One possible outcome, though, is that these pills will turn out to help only a little, falling well short of a cure. In that case we may need to wait for a vaccine or for purpose-built drugs, like antibodies or custom virus-blocking chemicals of the sort that ended up being able to stop AIDS.
If the pandemic continues to grow, anyone who discovers a new treatment will be hard pressed to make enough of it. That’s especially true for antibodies.
During the Ebola trial, each subject got doses as high as 150 milligrams per kilo of body weight—or about 10 grams in all. If a covid-19 antibody is created, millions of people could need it. That means antibodies would need to be manufactured literally by the ton, in a process that involves skimming the molecules from tanks of living cells and drying them into a powder. But the biomanufacturing industry has never been asked to create that much of anything. If there’s an antibody Manhattan Project, it would be to build factories big enough for the job.
The largest biomanufacturing facilities in the world cost $1 billion to set up and have as much as 150,000 liters of broths bubbling at once. Carnley Norman, a vice president of manufacturing at KBI Biopharma, which produces antibodies, estimates that one such megafactory might be able to make enough antibody for a million people each year. But what if we needed to treat 10 or 100 million—and what if high doses of several different antibodies were required? At the high end, Norman’s calculation then becomes staggering: we’d need more than 300 such plants, more than exist in the world today.
“If the pandemic goes completely unchecked, we are going to have a problem,” says Hansen, whose startup has partnered with Eli Lilly to develop and manufacture its antibodies. “If an antibody becomes the only way, we would have to do something very remarkable to treat hundreds of millions. There is a question about whether manufacturing scale-up can keep up with the outbreak.”
Quantities of a curative antibody might be severely restricted, leading to difficult decisions about who gets treated, and in what country. Doctors and drug companies—and governments—would have to decide. The sickest patients will need the drugs most, but antibodies work even better if given early on. Giving them prophylactically to health-care workers will be tempting too, especially if supplies are limited. According to Regeneron, just a tenth as much is needed to protect someone for a few weeks as to treat a very sick patient.
But all that’s only if we get a drug. And some believe the path to an antibody, like the path to a vaccine, is probably going to be difficult. “We have to worry about the efficacy and the safety, because this virus has unique features,” says Liusong Yin, who heads discovery of biological drugs at GenScript, a Chinese research company that has 50 people doing antibody screening. He says if the virus mutates, stopping it will demand more complex antibody cocktails that hit it in three or four places at once. And for severe cases, he worries, antibodies can sometimes make people sicker by contributing to a storm of immune activity.
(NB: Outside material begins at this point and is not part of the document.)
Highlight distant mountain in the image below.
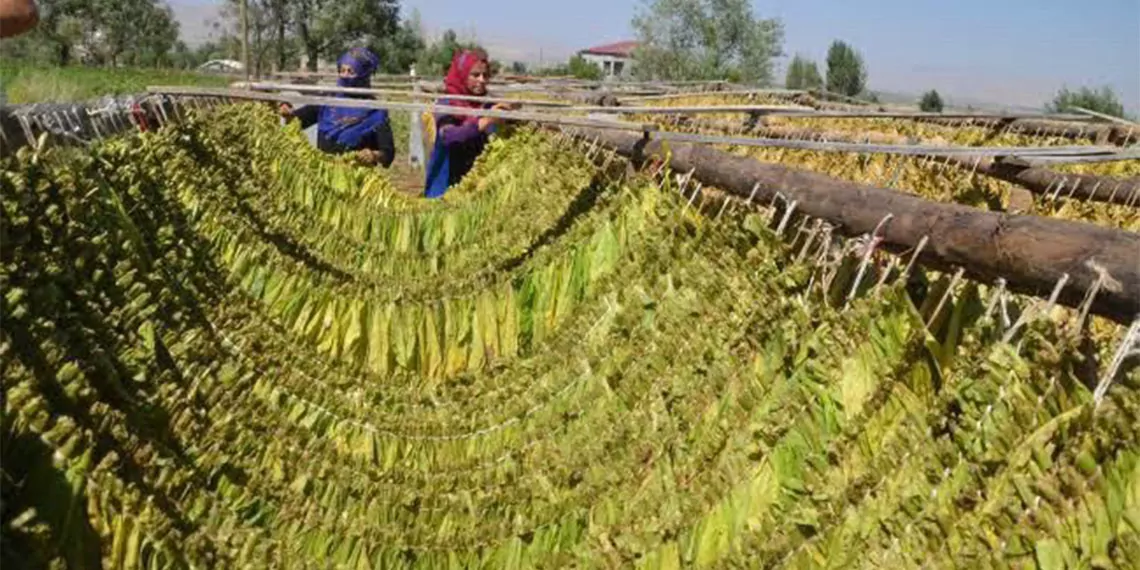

Given such concerns, some voices are rising to say that science—and, by extension, clever biotechnology firms—should not make excessively optimistic claims. The trouble is that the virus isn’t well understood. Basic facts about it remain unstudied, including who is most vulnerable and why. Yet companies are pushing forward, which means biotechnology is being built on a foundation of scientific unknowns. In an editorial, Holden Thorp, editor of the journal Science, compared the undertaking to “fixing a plane that’s flying while its blueprints are still being drawn.” He knows that the efforts could fail: “I am worried,” he wrote, “that science may end up overpromising on what can be delivered in response to coronavirus disease 2019.”
But the alternative is that the plane crashes. And few racing to find a cure are ready to accept that fate.